At the outbreak of the refugee crisis, Europe’s leaders insisted the region’s response be guided by the principles of solidarity and humanity. With no end to the refugee march in sight, those lofty aspirations are fading as the continent trades its modern European ideal for a 19th century German tactic: Realpolitik.
Only weeks ago, Turkish leader Recep Tayyip Erdoğan was on his way to achieving pariah status in Europe. His assaults on the basic tenets of democracy, from a free press to minority rights, earned him censure across the region.
Ankara’s surprise decision in July to abandon the peace process with Kurds by attacking rebel forces drew sharp criticism from Berlin and other capitals.
The outrage was short-lived.
Last week, top EU officials, including Commission President Jean-Claude Juncker and Council President Donald Tusk, hosted Erdoğan for dinner in Brussels. The purpose was not to upbraid the Turkish leader, but to plead for his help.
Erdoğan’s transformation from pariah to partner underscores Europe’s desperation to find a quick solution to the refugee crisis. The EU remains deeply divided over how and whether to distribute the refugees among its members. The infrastructure for handling the influx in Germany, which has taken the lion’s share of refugees, is teetering on verge of collapse.
Turkey, the byway to Europe for the masses of Syrians, Iraqis and other refugees, is now viewed as the linchpin to bringing the crisis under control.
“Negotiating with Erdoğan is unavoidable,” said Thorsten Benner, Director of the Berlin-based Global Public Policy Institute.
The only question now is the price Europe is willing to pay to win his help. As so often in Europe’s recent past, the answer depends largely on Germany. Angela Merkel will visit Erdoğan Turkey on Sunday in the hopes of closing a deal, the contours of which emerged at this European summit.
On the table is a mix of financial aid, up to €3 billion to help Turkey pay for the refugees, as well as other measures, including visa liberalization for Turks traveling to the EU.
Berlin has long resisted relaxing visa requirements over concerns that doing so would unleash an influx of Turks into Germany, which already has a sizeable Turkish population.
Still, the chancellor may have little choice. She faces a swelling backlash at home, where local communities have been overwhelmed by the large numbers of refugees. With as about 10,000 new arrivals every day, she needs a solution soon.
German officials acknowledge privately that Erdoğan has succeeded in manipulating the situation into his favor. They accuse the Turkish leader of fomenting the crisis by not enforcing Turkey’s border and allowing conditions for the refugees to deteriorate to such an extent that they were encouraged to leave. Turkey has taken in about 2.5 million refugees since the Syrian crisis began.
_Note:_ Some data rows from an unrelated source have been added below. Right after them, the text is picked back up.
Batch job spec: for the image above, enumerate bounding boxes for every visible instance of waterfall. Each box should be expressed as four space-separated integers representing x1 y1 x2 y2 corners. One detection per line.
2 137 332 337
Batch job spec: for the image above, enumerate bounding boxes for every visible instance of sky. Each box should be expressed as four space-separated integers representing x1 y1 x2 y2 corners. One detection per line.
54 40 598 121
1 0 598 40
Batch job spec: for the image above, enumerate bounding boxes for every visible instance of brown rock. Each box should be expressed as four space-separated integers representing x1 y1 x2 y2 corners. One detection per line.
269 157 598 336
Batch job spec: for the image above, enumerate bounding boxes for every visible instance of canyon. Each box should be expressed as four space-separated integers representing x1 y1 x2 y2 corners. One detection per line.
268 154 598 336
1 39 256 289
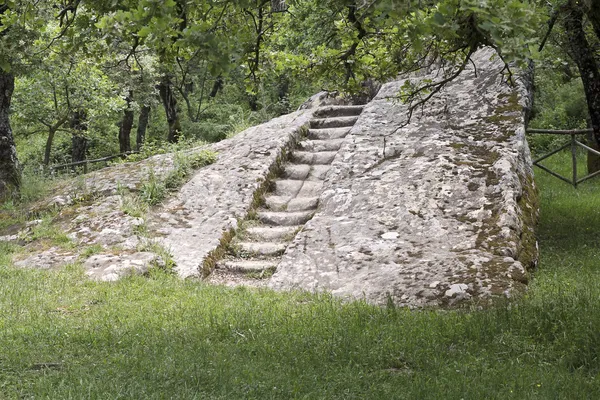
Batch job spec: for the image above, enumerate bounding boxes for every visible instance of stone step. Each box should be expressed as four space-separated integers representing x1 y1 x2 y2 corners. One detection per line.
273 179 303 197
282 163 311 181
217 260 279 273
306 164 331 181
296 180 323 197
287 197 322 212
310 116 358 129
306 128 350 140
265 195 323 211
265 196 292 211
283 164 331 181
313 106 364 118
246 225 302 242
292 151 337 165
298 139 344 151
257 210 314 226
237 242 288 257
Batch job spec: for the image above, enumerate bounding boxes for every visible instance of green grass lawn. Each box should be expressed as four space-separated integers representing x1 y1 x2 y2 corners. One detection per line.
0 152 600 399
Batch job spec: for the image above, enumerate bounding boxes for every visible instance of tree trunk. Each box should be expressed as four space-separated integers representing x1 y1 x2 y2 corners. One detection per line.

Many live below the poverty line.
So far, the only criticism of Merkel’s overtures toward Turkey has come from the ranks of the opposition. Leaders from the Left party and Greens say the timing of Merkel’s trip, just two weeks before Turkish elections, will allow Erdoğan to use the German leader for his campaign.
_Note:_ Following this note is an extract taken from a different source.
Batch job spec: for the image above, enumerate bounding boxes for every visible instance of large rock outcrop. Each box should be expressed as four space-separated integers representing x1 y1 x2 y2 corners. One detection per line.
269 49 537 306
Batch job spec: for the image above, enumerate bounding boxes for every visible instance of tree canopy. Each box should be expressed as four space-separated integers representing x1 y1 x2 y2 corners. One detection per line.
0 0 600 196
“To pursue a deal with a government that persecutes journalists, Kurds and unions is declaration of humanitarian bankruptcy,” Sahra Wagenknecht, a senior Left party official, said during a Bundestag debate Thursday, adding that Merkel should cancel her trip.
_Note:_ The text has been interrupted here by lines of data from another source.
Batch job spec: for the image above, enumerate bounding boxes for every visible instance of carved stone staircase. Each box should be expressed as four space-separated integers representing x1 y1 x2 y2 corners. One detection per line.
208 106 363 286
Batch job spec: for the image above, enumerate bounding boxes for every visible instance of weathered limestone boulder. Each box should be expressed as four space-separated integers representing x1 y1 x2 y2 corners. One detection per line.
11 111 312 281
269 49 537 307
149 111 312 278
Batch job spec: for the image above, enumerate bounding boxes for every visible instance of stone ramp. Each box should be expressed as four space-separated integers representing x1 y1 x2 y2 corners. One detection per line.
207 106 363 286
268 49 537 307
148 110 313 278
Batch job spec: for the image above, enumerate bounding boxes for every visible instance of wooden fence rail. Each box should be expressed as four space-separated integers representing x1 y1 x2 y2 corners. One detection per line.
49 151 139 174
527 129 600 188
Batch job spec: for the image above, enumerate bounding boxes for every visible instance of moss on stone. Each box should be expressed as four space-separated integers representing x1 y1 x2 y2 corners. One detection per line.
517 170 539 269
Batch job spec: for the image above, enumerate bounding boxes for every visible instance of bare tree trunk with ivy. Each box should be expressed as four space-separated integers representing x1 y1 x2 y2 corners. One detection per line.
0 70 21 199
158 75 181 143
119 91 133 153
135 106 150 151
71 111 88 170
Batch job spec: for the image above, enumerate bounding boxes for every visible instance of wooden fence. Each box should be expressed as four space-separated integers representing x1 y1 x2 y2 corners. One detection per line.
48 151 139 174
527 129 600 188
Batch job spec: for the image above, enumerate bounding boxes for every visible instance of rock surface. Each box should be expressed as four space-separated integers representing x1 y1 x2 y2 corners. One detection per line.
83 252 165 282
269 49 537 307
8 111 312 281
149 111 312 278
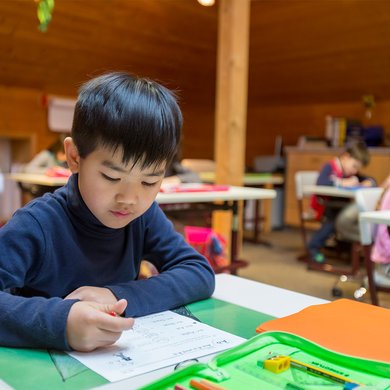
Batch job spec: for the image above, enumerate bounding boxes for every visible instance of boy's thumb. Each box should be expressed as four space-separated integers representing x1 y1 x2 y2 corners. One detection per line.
110 299 127 315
Other critics question what steps Turkey will take to secure its border and worry that an EU-sponsored crackdown could lead to human rights abuses.
Despite such warnings, a deal with Erdoğan is a price both European and German leaders are willing to pay if it helps ease the crisis.
“Every German politician would be thankful for any measures that slow down the flow,” Benner said.